99% Pure | USA Finish | Multi Dose TB500 (Thymosin Beta-4) is a synthetic 43-amino-acid peptide fragment used in preclinical models to explore tissue repair, cell migration, and inflammation resolution. In cell-culture wound-closure assays and rodent injury models, TB-500 accelerates fibroblast migration, modulates cytokine profiles, and supports angiogenic signaling. Each 10 mg vial is USA-manufactured, HPLC-verified to ≥ 99% purity, endotoxin-screened (< 0.1 EU/mg), and formulated for laboratory research.

May 1, 2026

Sermorelin Sleep Research — Evidence, Mechanisms & Findings

Most sermorelin sleep claims cite the same 1990s studies. But those trials measured growth hormone secretion, not actual sleep quality. What the newer evidence reveals is both more limited and more mechanistically interesting than the marketing suggests. The mechanism isn't direct sedation. Sermorelin acetate, a synthetic analogue of growth hormone-releasing hormone (GHRH), influences sleep architecture by restoring the pulsatile secretion of growth hormone during slow-wave sleep, the phase that naturally peaks during the first sleep cycle in young adults but diminishes sharply after age 30.
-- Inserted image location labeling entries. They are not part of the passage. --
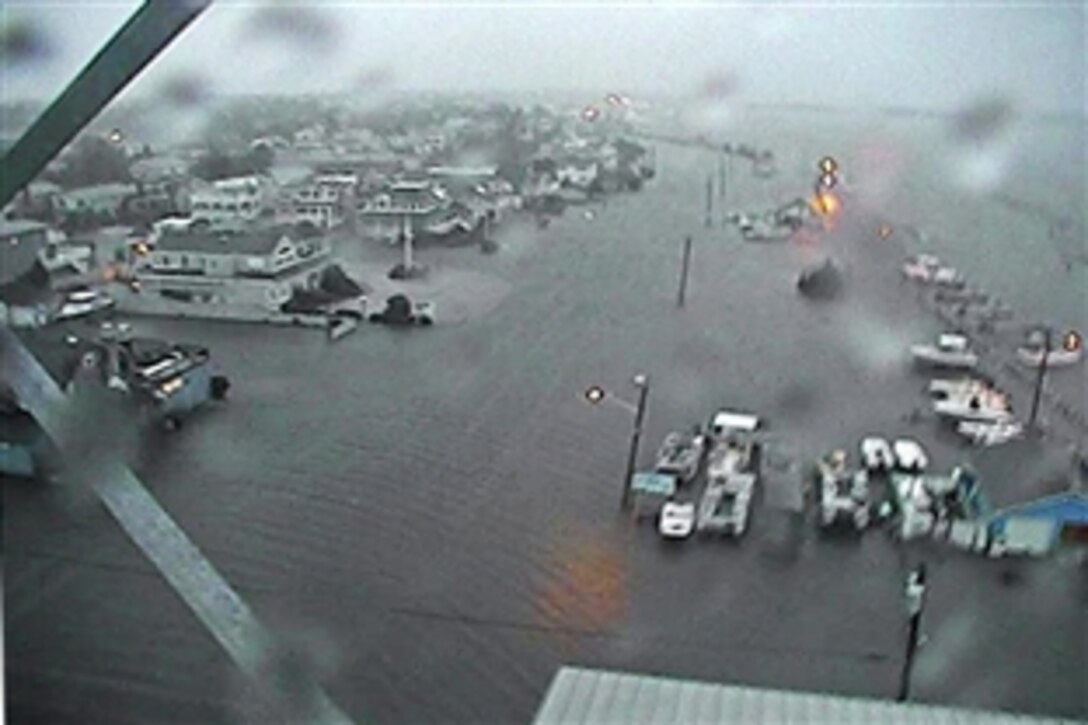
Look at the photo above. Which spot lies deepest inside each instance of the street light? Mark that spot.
(915, 603)
(596, 394)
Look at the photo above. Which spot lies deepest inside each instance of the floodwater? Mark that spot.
(431, 516)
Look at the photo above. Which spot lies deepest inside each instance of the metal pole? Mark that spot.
(1039, 379)
(643, 383)
(709, 198)
(150, 29)
(916, 601)
(683, 272)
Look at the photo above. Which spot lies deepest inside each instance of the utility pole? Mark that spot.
(709, 199)
(642, 382)
(683, 271)
(1047, 342)
(915, 603)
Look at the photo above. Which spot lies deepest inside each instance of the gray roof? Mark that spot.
(14, 226)
(602, 698)
(255, 242)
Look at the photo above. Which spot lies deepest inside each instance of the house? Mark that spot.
(101, 199)
(159, 168)
(254, 269)
(231, 203)
(22, 242)
(579, 173)
(321, 206)
(400, 205)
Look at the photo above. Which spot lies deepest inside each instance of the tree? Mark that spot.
(94, 160)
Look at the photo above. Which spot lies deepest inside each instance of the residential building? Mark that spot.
(413, 205)
(231, 203)
(577, 172)
(36, 200)
(254, 269)
(21, 244)
(103, 199)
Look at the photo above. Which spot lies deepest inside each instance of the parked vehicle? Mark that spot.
(951, 351)
(990, 433)
(843, 493)
(677, 519)
(910, 455)
(1031, 356)
(82, 303)
(399, 310)
(877, 454)
(725, 505)
(681, 455)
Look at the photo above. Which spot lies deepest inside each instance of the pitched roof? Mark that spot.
(595, 696)
(255, 242)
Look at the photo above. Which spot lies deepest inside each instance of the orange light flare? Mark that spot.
(826, 206)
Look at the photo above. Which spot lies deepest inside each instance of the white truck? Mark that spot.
(843, 493)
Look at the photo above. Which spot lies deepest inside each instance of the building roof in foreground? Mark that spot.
(600, 697)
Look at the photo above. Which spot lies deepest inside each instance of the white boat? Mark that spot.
(1031, 356)
(975, 407)
(990, 433)
(920, 268)
(951, 351)
(341, 327)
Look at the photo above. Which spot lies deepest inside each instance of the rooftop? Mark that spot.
(255, 242)
(15, 226)
(595, 696)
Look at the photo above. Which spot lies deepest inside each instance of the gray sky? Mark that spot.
(936, 57)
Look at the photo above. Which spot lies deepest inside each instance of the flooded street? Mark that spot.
(432, 516)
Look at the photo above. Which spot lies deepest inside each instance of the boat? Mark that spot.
(951, 351)
(820, 281)
(1031, 356)
(341, 327)
(989, 433)
(920, 268)
(988, 406)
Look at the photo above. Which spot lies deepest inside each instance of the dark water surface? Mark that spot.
(431, 516)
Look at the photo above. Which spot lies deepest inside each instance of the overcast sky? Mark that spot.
(934, 57)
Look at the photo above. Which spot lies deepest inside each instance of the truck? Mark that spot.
(843, 493)
(725, 505)
(681, 455)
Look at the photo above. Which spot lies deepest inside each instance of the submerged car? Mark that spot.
(399, 310)
(877, 454)
(910, 455)
(677, 519)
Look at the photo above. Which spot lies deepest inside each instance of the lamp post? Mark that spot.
(597, 395)
(1047, 343)
(915, 603)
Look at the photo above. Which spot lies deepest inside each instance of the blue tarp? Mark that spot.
(1068, 507)
(654, 483)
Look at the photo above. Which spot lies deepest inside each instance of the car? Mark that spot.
(877, 454)
(910, 455)
(399, 310)
(677, 519)
(920, 268)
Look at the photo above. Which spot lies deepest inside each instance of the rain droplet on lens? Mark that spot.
(983, 120)
(22, 41)
(719, 85)
(295, 25)
(185, 90)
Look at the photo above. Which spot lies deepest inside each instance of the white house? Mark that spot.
(385, 212)
(257, 269)
(231, 201)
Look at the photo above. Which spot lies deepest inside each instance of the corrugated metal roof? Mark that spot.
(597, 697)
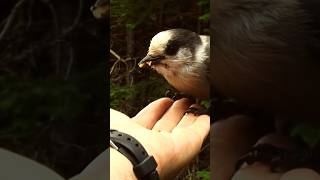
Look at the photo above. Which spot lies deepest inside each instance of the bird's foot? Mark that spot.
(175, 95)
(197, 111)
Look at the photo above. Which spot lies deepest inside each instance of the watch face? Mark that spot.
(113, 145)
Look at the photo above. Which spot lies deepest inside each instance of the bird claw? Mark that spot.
(197, 111)
(177, 95)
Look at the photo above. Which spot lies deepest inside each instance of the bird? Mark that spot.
(100, 9)
(182, 57)
(266, 55)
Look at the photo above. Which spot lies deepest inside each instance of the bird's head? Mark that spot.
(171, 51)
(181, 56)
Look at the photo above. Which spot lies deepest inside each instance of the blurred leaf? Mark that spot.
(308, 132)
(204, 175)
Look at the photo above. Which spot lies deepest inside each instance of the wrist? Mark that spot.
(120, 166)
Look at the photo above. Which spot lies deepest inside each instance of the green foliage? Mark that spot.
(132, 12)
(121, 94)
(308, 132)
(204, 175)
(204, 17)
(30, 104)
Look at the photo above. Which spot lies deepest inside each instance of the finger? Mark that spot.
(201, 126)
(188, 118)
(117, 115)
(173, 116)
(149, 115)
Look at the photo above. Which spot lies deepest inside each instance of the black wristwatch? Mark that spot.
(144, 166)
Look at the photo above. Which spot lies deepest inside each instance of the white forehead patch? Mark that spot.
(159, 42)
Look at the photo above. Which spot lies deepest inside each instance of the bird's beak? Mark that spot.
(149, 60)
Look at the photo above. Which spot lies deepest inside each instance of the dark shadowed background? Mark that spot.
(133, 23)
(53, 82)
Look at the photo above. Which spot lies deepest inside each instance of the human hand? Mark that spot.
(172, 137)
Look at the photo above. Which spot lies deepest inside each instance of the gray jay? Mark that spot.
(182, 58)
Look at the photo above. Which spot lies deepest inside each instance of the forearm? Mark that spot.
(120, 167)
Our team has reviewed hundreds of research peptide inquiries focused on sleep and recovery outcomes. The gap between what the clinical literature supports and what commercial peptide sites claim is substantial. Using sermorelin for sleep improvement research evidence exists, but it's rooted in endocrine restoration, not sleep induction.

What does the research say about using sermorelin for sleep improvement?
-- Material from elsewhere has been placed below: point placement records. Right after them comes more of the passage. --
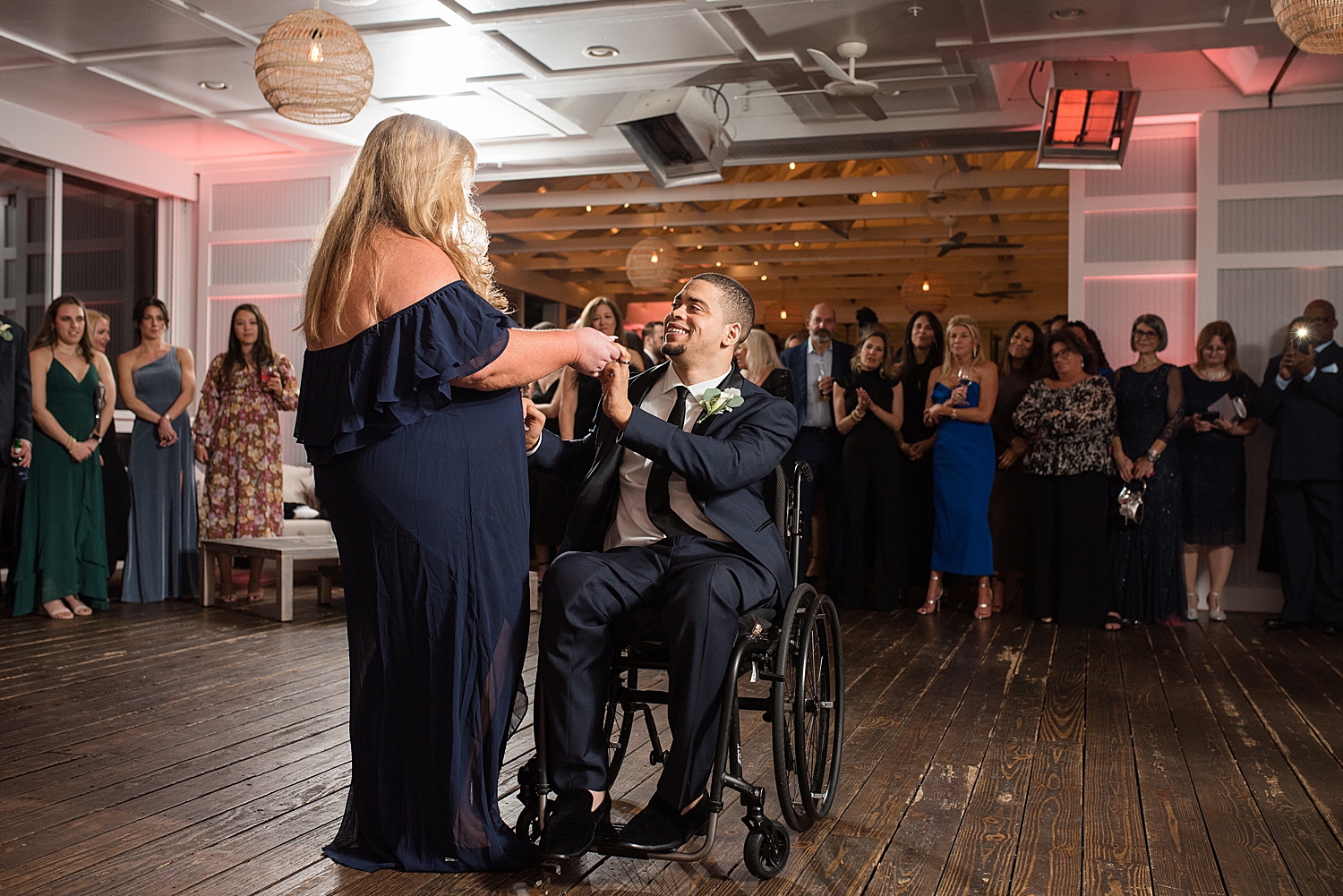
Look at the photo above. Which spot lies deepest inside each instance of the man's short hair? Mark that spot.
(738, 305)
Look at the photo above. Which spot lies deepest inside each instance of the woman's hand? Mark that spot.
(595, 351)
(1125, 466)
(167, 434)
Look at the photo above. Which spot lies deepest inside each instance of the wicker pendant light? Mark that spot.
(926, 292)
(1315, 26)
(653, 265)
(314, 67)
Research published in The Journal of Clinical Endocrinology & Metabolism found that sermorelin administration restored Stage 3 slow-wave sleep duration in older adults to levels comparable to younger cohorts. A 35–50% increase in delta-wave activity measured via polysomnography. The mechanism operates through GHRH receptor activation in the hypothalamus, which synchronises growth hormone pulses with sleep cycles rather than acting as a sedative. This distinction matters: sermorelin doesn't make you fall asleep faster, but preliminary evidence suggests it may deepen the restorative phase once sleep occurs.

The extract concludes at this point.